It reminds me very much of Langchain in that it feels like a rushed, unnecessary set of abstractions that add more friction than actual benefit, and ultimately boils down to an attempt to stake a claim as a major framework in the still very young stages of LLMs, as opposed to solving an actual problem.
> as opposed to solving an actual problem
This was literally the point of the post. No one really knows what the future of LLMs will look like, so DSPy just iteratively changes in the best way it can for your metric (your problem).
> someone actually using for something other than a toy example
DSPy, among the problems I listed in the post, has some scalability problems, too, but I am not going to take away from that. There are at least early signs of enterprise adoption from posts like this blog: https://www.databricks.com/blog/optimizing-databricks-llm-pi...

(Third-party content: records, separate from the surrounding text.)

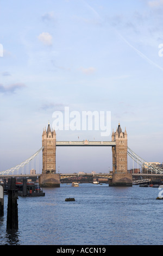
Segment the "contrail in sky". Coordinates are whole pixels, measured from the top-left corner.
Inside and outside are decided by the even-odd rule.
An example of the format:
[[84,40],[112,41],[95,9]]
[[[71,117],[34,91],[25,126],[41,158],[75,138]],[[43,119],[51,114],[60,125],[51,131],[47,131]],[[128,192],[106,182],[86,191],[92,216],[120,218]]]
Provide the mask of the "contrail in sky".
[[123,36],[122,36],[122,35],[121,35],[120,33],[118,33],[119,35],[121,36],[121,38],[123,40],[123,41],[124,41],[126,44],[129,45],[131,48],[132,48],[134,50],[134,51],[135,51],[139,55],[140,55],[143,59],[147,60],[147,62],[152,64],[152,65],[154,65],[154,66],[156,66],[157,68],[158,68],[159,69],[161,69],[161,70],[163,71],[163,68],[161,68],[160,66],[159,66],[159,65],[158,65],[157,64],[155,63],[154,62],[153,62],[152,60],[151,60],[151,59],[149,59],[149,58],[148,58],[147,56],[146,56],[143,53],[142,53],[142,52],[141,52],[140,51],[139,51],[139,50],[136,49],[135,47],[134,47],[133,45],[131,45],[126,39],[125,39],[125,38],[123,38]]
[[[99,14],[89,4],[87,4],[85,1],[83,1],[85,5],[87,6],[88,8],[89,8],[93,13],[96,15],[96,16],[98,16],[98,18],[101,19],[101,16],[99,15]],[[143,53],[141,52],[139,50],[136,49],[136,48],[134,47],[133,45],[131,45],[125,38],[124,38],[122,35],[120,34],[119,32],[118,32],[115,28],[114,28],[114,30],[117,32],[117,33],[118,34],[118,35],[122,39],[122,40],[131,48],[132,48],[143,59],[145,59],[147,60],[150,64],[153,65],[160,69],[161,70],[163,71],[163,68],[161,66],[159,66],[157,64],[155,63],[154,62],[151,60],[151,59],[149,59],[146,55],[145,55]]]

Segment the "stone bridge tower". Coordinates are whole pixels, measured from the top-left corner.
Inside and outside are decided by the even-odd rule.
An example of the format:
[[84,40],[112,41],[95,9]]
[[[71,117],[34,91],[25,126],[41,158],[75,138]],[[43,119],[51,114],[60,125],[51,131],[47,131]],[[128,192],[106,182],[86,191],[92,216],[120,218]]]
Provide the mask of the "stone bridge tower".
[[48,124],[47,131],[43,129],[42,135],[42,173],[56,173],[56,133],[51,131]]
[[127,171],[127,133],[122,132],[120,124],[116,131],[112,131],[111,141],[116,146],[112,147],[112,179],[110,186],[132,186],[132,175]]
[[42,135],[42,172],[39,177],[42,187],[60,187],[60,175],[56,173],[56,134],[48,124]]

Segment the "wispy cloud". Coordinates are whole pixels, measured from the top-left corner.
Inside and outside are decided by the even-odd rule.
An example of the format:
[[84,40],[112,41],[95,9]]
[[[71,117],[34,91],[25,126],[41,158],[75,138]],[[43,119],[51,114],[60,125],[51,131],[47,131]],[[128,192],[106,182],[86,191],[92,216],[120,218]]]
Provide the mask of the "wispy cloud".
[[148,5],[151,7],[163,7],[163,0],[154,0],[153,1],[149,1]]
[[42,32],[38,36],[39,40],[45,45],[52,45],[52,36],[48,32]]
[[82,72],[82,73],[85,74],[86,75],[90,75],[96,71],[96,69],[92,66],[87,69],[82,67],[79,69]]
[[43,104],[40,108],[45,111],[53,109],[62,111],[64,110],[64,105],[61,103],[47,103]]
[[53,11],[47,13],[42,16],[42,19],[43,21],[53,21],[54,20],[54,15]]
[[24,84],[21,83],[14,83],[8,86],[4,86],[0,84],[0,93],[14,93],[17,89],[26,87]]
[[10,73],[9,73],[9,72],[8,71],[4,71],[4,72],[2,72],[1,73],[2,75],[2,76],[11,76],[11,74]]

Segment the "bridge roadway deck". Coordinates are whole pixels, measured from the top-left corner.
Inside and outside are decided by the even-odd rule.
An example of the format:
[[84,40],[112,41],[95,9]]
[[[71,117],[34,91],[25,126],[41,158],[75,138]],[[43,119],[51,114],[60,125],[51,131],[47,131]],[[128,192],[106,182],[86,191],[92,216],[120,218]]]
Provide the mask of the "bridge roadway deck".
[[116,142],[114,141],[56,141],[56,146],[101,146],[112,147],[116,145]]
[[[107,178],[108,179],[111,179],[112,174],[111,173],[60,173],[60,179],[64,179],[68,177],[72,177],[72,176],[98,176],[101,178]],[[11,177],[17,177],[17,178],[21,178],[21,177],[39,177],[41,174],[10,174],[10,175],[0,175],[0,179],[2,178],[11,178]],[[155,178],[159,178],[161,177],[163,178],[163,174],[136,174],[136,173],[132,173],[132,176],[133,178],[135,176],[142,176],[142,177],[155,177]]]

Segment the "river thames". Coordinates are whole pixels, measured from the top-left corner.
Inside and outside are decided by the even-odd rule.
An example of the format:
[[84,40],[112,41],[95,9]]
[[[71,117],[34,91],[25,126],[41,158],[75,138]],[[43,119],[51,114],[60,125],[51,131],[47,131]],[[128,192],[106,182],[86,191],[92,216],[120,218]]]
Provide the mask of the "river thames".
[[[45,197],[18,197],[18,230],[6,231],[8,196],[0,218],[0,245],[161,245],[163,200],[158,188],[61,184]],[[74,202],[65,202],[74,197]]]

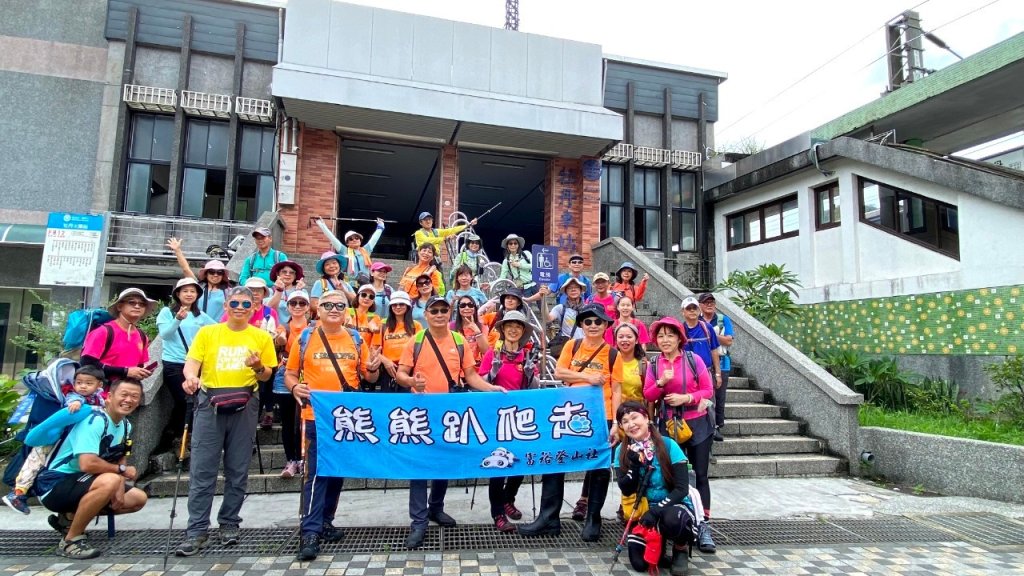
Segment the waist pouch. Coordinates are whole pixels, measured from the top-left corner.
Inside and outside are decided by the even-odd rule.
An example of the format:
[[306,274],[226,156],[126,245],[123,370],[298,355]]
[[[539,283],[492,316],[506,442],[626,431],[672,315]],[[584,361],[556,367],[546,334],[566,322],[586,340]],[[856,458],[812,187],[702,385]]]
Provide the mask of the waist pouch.
[[207,388],[206,395],[210,397],[210,406],[213,406],[217,414],[237,414],[246,409],[253,397],[253,388]]

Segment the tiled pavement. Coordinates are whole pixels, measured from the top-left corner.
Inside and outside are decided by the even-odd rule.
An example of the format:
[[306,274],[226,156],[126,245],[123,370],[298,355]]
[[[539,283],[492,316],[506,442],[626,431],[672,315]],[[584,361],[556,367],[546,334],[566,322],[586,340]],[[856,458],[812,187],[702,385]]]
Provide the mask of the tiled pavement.
[[[499,575],[522,576],[635,574],[625,552],[609,572],[612,552],[584,550],[463,551],[322,556],[311,563],[291,558],[238,557],[171,559],[167,572],[178,576],[386,576],[386,575]],[[36,558],[0,560],[4,576],[148,576],[162,574],[161,559],[131,563],[117,559],[58,562]],[[667,571],[663,571],[665,573]],[[1024,551],[992,552],[964,542],[928,545],[878,544],[868,546],[739,547],[720,548],[715,556],[694,554],[690,574],[732,576],[741,574],[1024,574]]]

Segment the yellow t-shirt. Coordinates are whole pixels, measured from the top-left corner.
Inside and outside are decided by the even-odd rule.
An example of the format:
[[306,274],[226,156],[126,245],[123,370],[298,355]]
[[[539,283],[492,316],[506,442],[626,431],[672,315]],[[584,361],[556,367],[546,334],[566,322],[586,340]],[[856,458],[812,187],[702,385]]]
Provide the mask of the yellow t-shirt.
[[208,388],[256,387],[256,373],[246,366],[246,358],[256,353],[267,368],[278,366],[273,339],[265,330],[247,325],[231,330],[227,324],[200,328],[188,348],[188,359],[203,365],[200,380]]

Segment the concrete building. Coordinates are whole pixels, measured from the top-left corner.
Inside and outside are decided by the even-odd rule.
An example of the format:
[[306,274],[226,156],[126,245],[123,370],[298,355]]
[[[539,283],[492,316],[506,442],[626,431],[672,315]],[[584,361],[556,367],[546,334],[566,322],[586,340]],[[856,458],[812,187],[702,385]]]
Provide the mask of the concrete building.
[[1024,34],[710,172],[718,278],[784,263],[805,353],[894,355],[991,395],[978,357],[1024,352],[1024,172],[949,154],[1020,129],[1022,73]]

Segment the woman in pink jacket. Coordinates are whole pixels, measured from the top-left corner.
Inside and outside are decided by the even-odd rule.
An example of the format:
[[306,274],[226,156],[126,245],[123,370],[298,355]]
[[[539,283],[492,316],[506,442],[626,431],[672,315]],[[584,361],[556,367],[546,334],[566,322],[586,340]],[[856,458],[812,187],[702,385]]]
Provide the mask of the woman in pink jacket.
[[[686,459],[693,466],[696,489],[705,506],[705,520],[711,520],[711,485],[708,483],[708,467],[711,464],[711,445],[715,429],[708,420],[710,400],[715,397],[711,374],[699,356],[683,353],[686,331],[682,324],[672,317],[666,317],[650,326],[650,334],[662,354],[647,368],[643,395],[650,402],[664,401],[662,410],[674,407],[683,409],[683,419],[693,430],[693,436],[682,446]],[[708,402],[706,402],[708,401]],[[664,418],[663,425],[664,425]],[[663,433],[664,434],[664,433]],[[697,534],[697,543],[702,552],[714,552],[708,523]]]

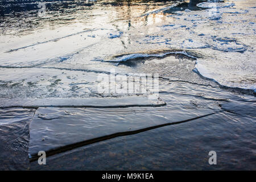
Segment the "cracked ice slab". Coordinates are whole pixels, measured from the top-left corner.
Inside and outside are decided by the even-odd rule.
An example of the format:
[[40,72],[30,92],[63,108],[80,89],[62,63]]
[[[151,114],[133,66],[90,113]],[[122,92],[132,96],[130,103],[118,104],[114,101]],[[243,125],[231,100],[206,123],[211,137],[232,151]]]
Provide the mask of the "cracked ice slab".
[[28,155],[51,156],[118,136],[134,134],[212,114],[209,109],[39,107],[30,125]]
[[[0,99],[0,108],[59,107],[104,107],[129,106],[160,106],[166,103],[159,98],[148,99],[147,96],[127,96],[105,98],[46,98]],[[153,97],[150,97],[152,98]]]

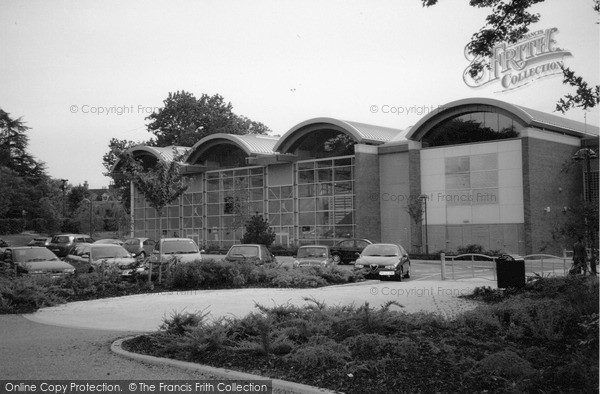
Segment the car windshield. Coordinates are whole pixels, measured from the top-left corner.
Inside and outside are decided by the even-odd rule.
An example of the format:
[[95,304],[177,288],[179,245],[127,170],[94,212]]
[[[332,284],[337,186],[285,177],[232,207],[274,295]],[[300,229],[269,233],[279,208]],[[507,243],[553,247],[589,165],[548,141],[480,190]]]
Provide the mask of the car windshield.
[[258,246],[233,246],[229,256],[258,257]]
[[92,247],[92,260],[130,257],[129,252],[119,245],[96,244]]
[[298,258],[307,257],[327,257],[327,248],[319,247],[301,247],[298,249]]
[[13,258],[18,263],[28,263],[31,261],[55,261],[58,257],[49,249],[17,249],[13,250]]
[[164,254],[180,254],[180,253],[198,253],[198,247],[194,241],[190,240],[177,240],[177,241],[165,241],[163,242]]
[[363,256],[400,256],[400,249],[396,245],[369,245],[363,250]]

These libraries mostly exist as "cope" for the fact that we don't have good fine-tuning (i.e. lora) capabilities for ChatGPT et al, so we try to instead optimize the prompt.

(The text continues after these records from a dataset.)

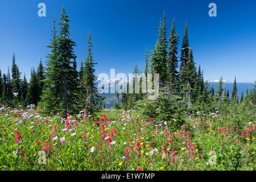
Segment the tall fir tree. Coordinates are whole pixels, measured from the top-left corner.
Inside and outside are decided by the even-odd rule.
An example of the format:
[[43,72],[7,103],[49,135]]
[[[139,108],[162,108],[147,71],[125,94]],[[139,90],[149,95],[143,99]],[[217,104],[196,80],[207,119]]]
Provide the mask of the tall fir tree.
[[232,93],[231,93],[231,98],[232,99],[236,99],[237,96],[237,80],[235,76],[235,79],[234,81],[234,84],[233,85]]
[[28,83],[26,78],[25,74],[24,74],[23,80],[22,81],[21,86],[22,94],[21,99],[22,104],[24,106],[27,105],[27,102],[26,102],[26,98],[27,97],[27,91],[28,90]]
[[11,77],[13,92],[18,93],[18,98],[19,100],[21,96],[20,92],[20,73],[19,71],[19,68],[15,63],[15,55],[13,55],[13,65],[11,66]]
[[73,112],[75,109],[76,86],[76,76],[77,73],[76,56],[74,54],[73,47],[76,46],[76,43],[72,40],[69,32],[69,19],[67,15],[64,7],[62,9],[62,13],[60,14],[60,23],[58,25],[60,26],[59,35],[57,40],[57,51],[59,67],[59,75],[62,79],[59,80],[61,88],[63,90],[60,94],[63,99],[61,107],[63,113],[65,115],[67,113]]
[[191,96],[195,87],[196,68],[192,48],[189,46],[188,24],[186,22],[181,51],[179,85],[180,91],[183,95],[183,100],[186,97],[187,102],[190,105],[192,100]]
[[39,100],[39,87],[36,76],[36,72],[34,68],[31,69],[31,74],[30,84],[25,102],[28,105],[34,104],[36,106]]
[[222,94],[222,92],[223,92],[222,84],[223,84],[223,78],[222,78],[222,77],[221,77],[220,81],[218,82],[218,89],[217,89],[217,92],[216,92],[216,97],[217,97],[217,100],[219,100],[221,98],[221,96]]
[[3,90],[3,81],[2,77],[2,71],[0,69],[0,102],[1,102],[2,94]]
[[240,97],[240,101],[239,101],[239,103],[241,104],[243,102],[243,92],[242,92],[242,94]]
[[166,38],[166,20],[165,13],[163,22],[160,20],[159,34],[155,49],[151,51],[151,66],[152,73],[159,75],[159,85],[164,86],[166,81],[167,63],[167,40]]
[[43,90],[39,107],[44,109],[46,113],[57,113],[63,111],[60,107],[62,91],[61,82],[62,76],[60,71],[60,64],[59,63],[59,49],[57,35],[55,26],[55,19],[53,18],[52,23],[52,35],[50,39],[51,43],[47,47],[51,49],[51,53],[46,57],[45,78],[43,80],[46,89]]
[[167,58],[167,85],[171,94],[176,94],[178,90],[179,73],[177,71],[177,46],[179,35],[176,34],[174,18],[170,36],[168,39],[170,42]]
[[84,62],[85,65],[82,74],[82,79],[81,81],[81,90],[82,92],[80,100],[80,105],[86,108],[90,113],[93,114],[96,110],[96,98],[99,96],[96,93],[95,84],[97,78],[95,76],[94,65],[97,64],[93,59],[92,43],[90,34],[88,34],[86,49],[87,57]]
[[[43,90],[44,88],[44,83],[43,80],[44,79],[44,70],[42,63],[42,59],[40,60],[39,65],[38,68],[38,71],[36,73],[36,77],[38,80],[38,93],[39,97],[40,97],[43,93]],[[40,97],[39,97],[40,98]]]

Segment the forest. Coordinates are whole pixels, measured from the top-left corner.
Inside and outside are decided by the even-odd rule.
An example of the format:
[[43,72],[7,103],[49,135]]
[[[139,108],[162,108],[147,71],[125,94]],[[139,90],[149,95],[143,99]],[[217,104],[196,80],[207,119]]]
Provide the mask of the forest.
[[164,12],[159,23],[144,67],[133,69],[158,74],[158,97],[149,100],[141,84],[139,93],[125,86],[106,108],[91,35],[78,68],[63,8],[47,61],[31,68],[29,81],[15,54],[8,72],[0,70],[0,169],[255,170],[256,82],[239,97],[236,77],[229,90],[221,77],[214,90],[196,66],[188,23],[181,38],[175,19],[167,35]]

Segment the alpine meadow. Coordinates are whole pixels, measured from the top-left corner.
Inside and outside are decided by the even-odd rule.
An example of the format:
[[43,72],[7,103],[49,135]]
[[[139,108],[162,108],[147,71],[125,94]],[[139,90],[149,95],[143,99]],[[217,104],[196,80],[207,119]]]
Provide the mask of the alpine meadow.
[[227,32],[234,22],[226,18],[240,19],[225,14],[224,2],[201,1],[189,14],[174,1],[108,1],[109,10],[98,1],[44,1],[20,15],[34,9],[35,24],[45,23],[23,19],[30,33],[13,37],[9,14],[2,24],[0,170],[256,170],[255,47],[246,42],[255,32]]

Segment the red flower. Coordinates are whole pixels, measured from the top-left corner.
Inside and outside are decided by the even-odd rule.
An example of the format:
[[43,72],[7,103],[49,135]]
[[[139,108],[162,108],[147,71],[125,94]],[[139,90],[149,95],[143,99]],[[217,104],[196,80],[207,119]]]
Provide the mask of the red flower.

> nothing more than fancy prompt chains under the hood
Some approaches using steering vectors, clever ways of fine-tuning, transfer decoding, some tree search sampling-esque approaches, and others all seem very promising.
DSPy is, yes, ultimately a fancy prompt chain. Even once we integrate some of the other approaches, I don't think it becomes a single-lever problem where we can only change one thing(e.g., fine-tune a model) and that solves all of our problems.
It will likely always be a combination of the few most powerful levers to pull.